Her order barred more than 20 departments and agencies from carrying out mass layoffs in response to an executive order from Trump.

They included the departments of Commerce, Energy, Health and Human Services, Housing and Urban Development, Interior, Labor, State, Treasury, Transportation and Veterans Affairs as well as the Environmental Protection Agency, the General Services Administration and the National Science Foundation.

She said the planned layoffs are large. The Health and Human Services department plans to cut 8,000 to 10,000 employees and the Energy Department 8,500. The Veterans Administration had planned to lay off 83,000 employees but said recently it will reduce that number to about 30,000.

Labor unions had sued to stop the layoffs as illegal.

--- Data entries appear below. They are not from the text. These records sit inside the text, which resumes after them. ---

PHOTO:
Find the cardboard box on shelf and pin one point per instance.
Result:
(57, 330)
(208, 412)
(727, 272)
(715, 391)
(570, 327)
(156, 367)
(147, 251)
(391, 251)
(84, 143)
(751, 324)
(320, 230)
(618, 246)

Illson agreed that the agencies were not acting on their own to trim their staffs. Rather, Trump’s Office of Management and Budget under Russ Vought was leading the reorganization and restructuring of dozen of agencies. She said only Congress can reorganize agencies.

The U.S. 9th Circuit Court of Appeals, by a 2-1 vote, turned down the administration’s appeal of the judge’s order.

Appealing to the Supreme Court, Trump’s lawyers insisted the president had the full authority to fire tens of thousands of employees.

“The Constitution does not erect a presumption against presidential control of agency staffing,” Solicitor Gen. D. John Sauer said in his appeal, “and the President does not need special permission from Congress.”

He said federal law allows agencies to reduce their staffs.

“Neither Congress nor the Executive Branch has ever intended to make federal bureaucrats a class with lifetime employment, whether there was work for them to do or not,” Sauer wrote.